I was going to ask this in an earlier post (http://www.howtoforge.com/forums/showthread.php?p=195404#post195404) but this really is a separate question. I'm adding SSL to a few sites that will be running in Ispconfig. The server is behind a router/firewall that now has a single public IP routed to the server's private IP of 192.168.31.202. That private IP is also the one I set as the "default" server IP in ISPConfig. I have 5 public IP's that I can use. I know I need a separate public IP for each certificate. When you use the System>Edit server IP>Add new IP address, do you add a new private IP, then I'd use the router to point the public IP to it, or just add the public IP directly to ISPConfig? I've tried to experiment with it, but so far it hasn't worked. I tried adding a new public IP address in ISPC, then switched one site to use that IP instead of the *. I made sure the DNS entries reflected the change, but I could never access the site after making the change. I don't know if I'm missing a step somewhere, or there are other changes that have to be done manually. Also, when setting up a site that will use SSL, do you need to set up two seperate entries in the Sites section, one for HTTP and one for HTTPS?
You use private IP addresses for all services like web etc. except of dns records. no. Just enable the ssl checkbox in the site settings and create a ssl certificate.
So all I need to do is add 192.168.31.203 to the System>Edit server IP>Add new IP address, then set my router to point the second public IP to that private address? Do I check the HTTP NameVirtualHost box? That could be a DNS problem. Do I need to change/add anything to the DNS records? I already changed the A record to reflect the new IP. I'm using my own server as NS1, but it's using the first public IP address still. It's also been 12 hours and I'm still showing the old IP when I DIG the URL. It just might not have been long enough yet I guess. Do I have to edit the /etc/hosts or /etc/network/interfaces manually for it to see the new public or private IP's?

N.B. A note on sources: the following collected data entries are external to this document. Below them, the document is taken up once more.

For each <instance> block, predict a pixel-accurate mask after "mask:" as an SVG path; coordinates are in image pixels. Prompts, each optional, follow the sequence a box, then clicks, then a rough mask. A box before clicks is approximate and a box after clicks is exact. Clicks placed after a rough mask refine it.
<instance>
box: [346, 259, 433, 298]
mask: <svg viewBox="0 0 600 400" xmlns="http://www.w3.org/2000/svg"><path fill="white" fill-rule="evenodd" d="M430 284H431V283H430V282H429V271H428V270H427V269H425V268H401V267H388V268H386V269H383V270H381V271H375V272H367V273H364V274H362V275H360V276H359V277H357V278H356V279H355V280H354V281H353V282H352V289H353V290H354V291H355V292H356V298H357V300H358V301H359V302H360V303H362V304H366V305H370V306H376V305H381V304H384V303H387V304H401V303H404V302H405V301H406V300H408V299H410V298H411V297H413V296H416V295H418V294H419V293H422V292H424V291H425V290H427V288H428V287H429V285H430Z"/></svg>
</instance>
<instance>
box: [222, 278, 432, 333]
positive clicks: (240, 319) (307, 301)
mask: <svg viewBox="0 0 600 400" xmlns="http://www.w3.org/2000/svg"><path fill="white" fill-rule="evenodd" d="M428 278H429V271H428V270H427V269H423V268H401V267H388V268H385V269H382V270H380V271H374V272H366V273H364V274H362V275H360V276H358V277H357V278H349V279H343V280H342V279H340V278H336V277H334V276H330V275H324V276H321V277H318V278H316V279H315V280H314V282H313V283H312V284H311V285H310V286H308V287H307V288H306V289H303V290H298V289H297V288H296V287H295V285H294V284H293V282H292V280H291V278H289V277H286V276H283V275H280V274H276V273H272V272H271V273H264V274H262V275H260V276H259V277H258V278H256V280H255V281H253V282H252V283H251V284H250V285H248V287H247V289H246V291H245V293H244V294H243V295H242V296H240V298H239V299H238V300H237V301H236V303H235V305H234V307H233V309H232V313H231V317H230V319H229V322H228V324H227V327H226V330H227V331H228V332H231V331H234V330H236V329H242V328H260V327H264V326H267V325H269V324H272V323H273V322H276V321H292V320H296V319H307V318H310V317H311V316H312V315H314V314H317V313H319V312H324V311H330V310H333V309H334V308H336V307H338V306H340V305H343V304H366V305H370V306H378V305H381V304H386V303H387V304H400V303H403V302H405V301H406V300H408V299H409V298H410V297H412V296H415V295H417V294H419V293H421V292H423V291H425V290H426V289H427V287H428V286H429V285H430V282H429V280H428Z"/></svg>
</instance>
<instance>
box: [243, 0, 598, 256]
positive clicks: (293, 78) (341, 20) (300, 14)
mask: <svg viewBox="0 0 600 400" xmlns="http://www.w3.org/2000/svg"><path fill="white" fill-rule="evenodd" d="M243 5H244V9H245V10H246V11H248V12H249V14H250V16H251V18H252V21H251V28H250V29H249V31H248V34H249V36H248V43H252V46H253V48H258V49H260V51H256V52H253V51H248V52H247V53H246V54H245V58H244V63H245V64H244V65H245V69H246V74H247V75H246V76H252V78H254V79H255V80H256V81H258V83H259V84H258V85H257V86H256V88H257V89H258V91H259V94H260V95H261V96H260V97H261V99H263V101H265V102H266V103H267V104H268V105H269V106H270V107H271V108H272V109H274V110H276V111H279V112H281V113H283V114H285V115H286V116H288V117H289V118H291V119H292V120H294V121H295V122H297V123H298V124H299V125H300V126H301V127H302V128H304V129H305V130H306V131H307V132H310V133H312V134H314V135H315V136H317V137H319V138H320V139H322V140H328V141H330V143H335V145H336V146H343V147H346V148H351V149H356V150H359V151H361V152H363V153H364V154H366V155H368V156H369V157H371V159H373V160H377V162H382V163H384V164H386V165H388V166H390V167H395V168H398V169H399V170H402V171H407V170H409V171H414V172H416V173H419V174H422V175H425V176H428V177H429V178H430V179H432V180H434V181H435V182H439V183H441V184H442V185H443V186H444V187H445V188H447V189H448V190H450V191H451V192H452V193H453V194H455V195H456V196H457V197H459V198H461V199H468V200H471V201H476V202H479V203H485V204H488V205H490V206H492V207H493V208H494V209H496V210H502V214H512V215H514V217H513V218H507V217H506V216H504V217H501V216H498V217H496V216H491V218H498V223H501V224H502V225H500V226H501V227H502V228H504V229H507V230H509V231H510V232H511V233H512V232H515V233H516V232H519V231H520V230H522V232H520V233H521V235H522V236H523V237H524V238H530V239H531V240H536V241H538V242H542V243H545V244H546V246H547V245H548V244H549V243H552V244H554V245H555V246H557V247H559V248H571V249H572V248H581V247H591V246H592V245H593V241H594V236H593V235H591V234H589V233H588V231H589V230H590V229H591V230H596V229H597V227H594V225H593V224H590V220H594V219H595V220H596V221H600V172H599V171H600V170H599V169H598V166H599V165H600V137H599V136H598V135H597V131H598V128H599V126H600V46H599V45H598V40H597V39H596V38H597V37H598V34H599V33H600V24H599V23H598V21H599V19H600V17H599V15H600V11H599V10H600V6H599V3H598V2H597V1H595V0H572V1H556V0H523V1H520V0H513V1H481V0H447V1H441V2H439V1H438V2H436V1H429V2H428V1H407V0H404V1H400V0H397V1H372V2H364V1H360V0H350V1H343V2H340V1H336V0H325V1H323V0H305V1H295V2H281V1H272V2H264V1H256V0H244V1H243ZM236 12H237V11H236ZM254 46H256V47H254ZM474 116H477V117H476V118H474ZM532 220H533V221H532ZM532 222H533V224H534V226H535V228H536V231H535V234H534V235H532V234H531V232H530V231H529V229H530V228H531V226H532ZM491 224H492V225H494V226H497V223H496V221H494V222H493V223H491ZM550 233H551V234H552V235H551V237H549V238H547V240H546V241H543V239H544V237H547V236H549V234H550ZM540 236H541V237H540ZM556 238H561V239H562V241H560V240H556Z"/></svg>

Yes, thats the default. Are you sure that your server is the authoritive nameserver for this domain? To query the local dns server use: dig @localhost domain.tld Public IP addresses have only be configured on your router and not your server. Private IP addresses have to be configured on your server of course in the config files.
I did notice that if I don't check it, the original virtualhost gets edited to add the new IP. If I do check it, the virtualhost gets edited, but it also added a new virtualhost for an SSL version, even thought I didn't ask for it yet. That's not a problem. I did check that. I checked it again this morning, and it had changed. I know they say it takes up to 48 hours to change, but usually my DNS changes take only a few hours for some reason. I guess this one was more "normal". ISPConfig must be doing something because after adding the new IP to the server on ISPC, ifconfig -a now shows the new private IP address added, and I didn't edit /etc/network/interfaces.